BYD Masih Investigasi Kebakaran Seal di Tol, Kerusakan Capai 70%
Proses pemeriksaan teknis dilaporkan memakan waktu lama akibat kondisi fisik kendaraan yang mengalami kerusakan cukup parah.

Uzone.id - Lebih dari lima minggu berlalu sejak insiden terbakarnya unit mobil listrik BYD Seal di Tol Jakarta-Cikampek pada 31 Juli 2026, pihak PT BYD Motor Indonesia hingga saat ini masih belum merilis hasil investigasi terkait penyebab pasti kebakaran tersebut.
Proses pemeriksaan teknis dilaporkan memakan waktu lama akibat kondisi fisik kendaraan yang mengalami kerusakan cukup parah.Menurut Head of Public & Government Relations PT BYD Motor Indonesia, Luther Panjaitan, tingkat kerusakan unit tersebut sudah melampaui 70 persen, yang secara langsung menyulitkan tim teknis dalam melakukan analisis mendalam.
"Kami juga berhasil mengevakuasi kendaraannya agar tidak terjadi hal-hal yang membuat investigasi lebih sulit. Namun memang yang terjadi kendaraan damage-nya sudah lebih dari 70%, perlu waktu untuk melakukan investigasi yang lebih mendalam terhadap hasilnya," ujar Luther di Subang, Jawa Barat, Kamis (3/9).
Pihak perusahaan mengklaim bahwa sistem keamanan kendaraan pada saat itu berfungsi dengan baik, di mana sistem mendeteksi adanya anomali sehingga memungkinkan konsumen untuk segera keluar dari kabin sebelum kobaran api membesar.
BYD juga menyatakan bahwa penanganan pascakejadian dilakukan secara cepat, yakni kurang dari satu jam setelah konsumen menghubungi pusat layanan pelanggan.
Luther menambahkan bahwa pemilik kendaraan yang terdampak kini sudah kembali mempercayai produk mereka.
"Saya perlu beritahukan bahkan saat ini yang bersangkutan telah menggunakan kembali produk BYD. Saya rasa sekitar tidak lebih dari dua minggu kemudian masih tetap percaya, tetap menggunakan produk BYD," jelas Luther seraya memastikan bahwa kerugian material telah ditanggung pihak asuransi.
Intervensi dari pemerintah turut mewarnai kasus ini. Direktorat Jenderal Perlindungan Konsumen dan Tertib Niaga (Ditjen PKTN) Kementerian Perdagangan sempat memanggil perwakilan BYD pada 13 Agustus 2026 untuk meminta klarifikasi formal.
Langkah ini diambil sebagai bentuk tanggung jawab pemerintah dalam mengawal pemenuhan hak konsumen di tanah air.
Sebagai tindak lanjut dari pertemuan tersebut, pihak BYD telah menyerahkan kendaraan pengganti kepada konsumen pada 8 Agustus 2026, sementara proses investigasi teknis terus berjalan secara objektif.
Direktur Pemberdayaan Konsumen Kemendag, Immanuel Tarigan Sibero, menekankan bahwa kecepatan penyelesaian masalah menjadi tolok ukur utama.
"Respons cepat terhadap konsumen merupakan hal yang penting. Konsumen telah mendapatkan kendaraan pengganti, sementara proses pemeriksaan teknis tetap dilanjutkan agar penyebab kejadian dapat diketahui secara menyeluruh dan menjadi dasar evaluasi serta perbaikan ke depan," tutur Immanuel.
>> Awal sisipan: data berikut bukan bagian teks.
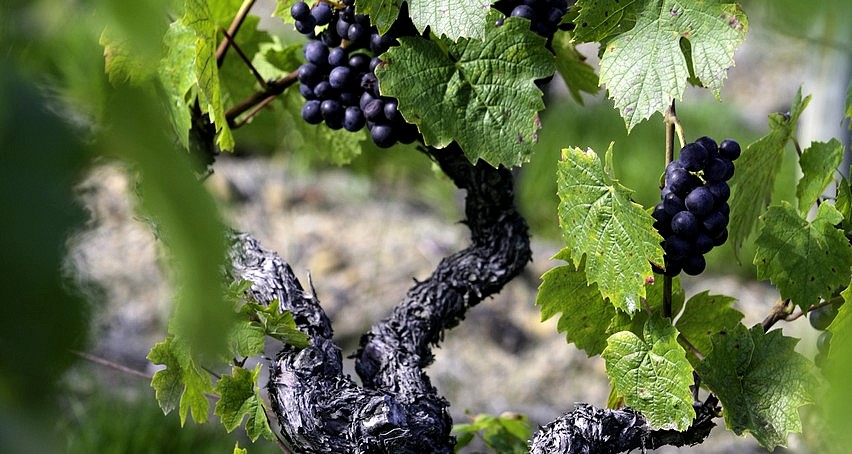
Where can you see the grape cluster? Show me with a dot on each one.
(820, 318)
(338, 80)
(544, 15)
(693, 214)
Bagi pengguna yang mengalami kendala teknis serupa, BYD mengarahkan untuk melapor melalui layanan pelanggan di nomor 0800-168-6868.
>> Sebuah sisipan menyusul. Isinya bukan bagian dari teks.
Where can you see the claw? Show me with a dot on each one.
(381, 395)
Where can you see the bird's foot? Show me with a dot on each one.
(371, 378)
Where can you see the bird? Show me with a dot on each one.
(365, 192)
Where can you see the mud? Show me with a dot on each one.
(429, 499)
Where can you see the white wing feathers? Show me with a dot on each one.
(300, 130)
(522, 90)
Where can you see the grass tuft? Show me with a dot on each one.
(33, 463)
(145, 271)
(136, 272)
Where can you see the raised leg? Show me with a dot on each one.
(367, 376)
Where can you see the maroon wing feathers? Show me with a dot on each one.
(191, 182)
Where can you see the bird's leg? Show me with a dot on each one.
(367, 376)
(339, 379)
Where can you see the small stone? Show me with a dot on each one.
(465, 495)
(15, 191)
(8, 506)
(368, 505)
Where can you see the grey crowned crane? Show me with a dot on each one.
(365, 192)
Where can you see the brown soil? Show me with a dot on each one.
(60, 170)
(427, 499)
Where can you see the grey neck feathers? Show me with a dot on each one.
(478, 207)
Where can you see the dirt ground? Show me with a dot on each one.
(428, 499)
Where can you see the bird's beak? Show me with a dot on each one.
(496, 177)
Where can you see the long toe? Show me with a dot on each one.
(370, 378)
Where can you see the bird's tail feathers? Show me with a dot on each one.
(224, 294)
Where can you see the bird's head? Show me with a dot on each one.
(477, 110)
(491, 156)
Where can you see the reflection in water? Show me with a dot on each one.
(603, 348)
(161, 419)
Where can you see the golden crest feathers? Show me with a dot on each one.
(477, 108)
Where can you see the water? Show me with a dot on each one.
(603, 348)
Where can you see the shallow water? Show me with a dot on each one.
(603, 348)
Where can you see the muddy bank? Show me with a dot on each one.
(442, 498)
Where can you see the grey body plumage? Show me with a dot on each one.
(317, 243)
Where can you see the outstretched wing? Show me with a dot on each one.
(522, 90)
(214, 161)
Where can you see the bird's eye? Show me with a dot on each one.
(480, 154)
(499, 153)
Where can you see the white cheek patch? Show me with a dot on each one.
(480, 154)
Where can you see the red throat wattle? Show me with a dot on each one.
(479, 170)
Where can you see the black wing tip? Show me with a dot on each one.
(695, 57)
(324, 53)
Jika dibutuhkan fasilitasi lebih lanjut dari pemerintah, masyarakat dapat mengakses layanan WhatsApp Direktorat Pemberdayaan Konsumen Kementerian Perdagangan di nomor 0853-1111-1010 dengan melampirkan identitas diri, kronologi kejadian, serta bukti pendukung yang diperlukan.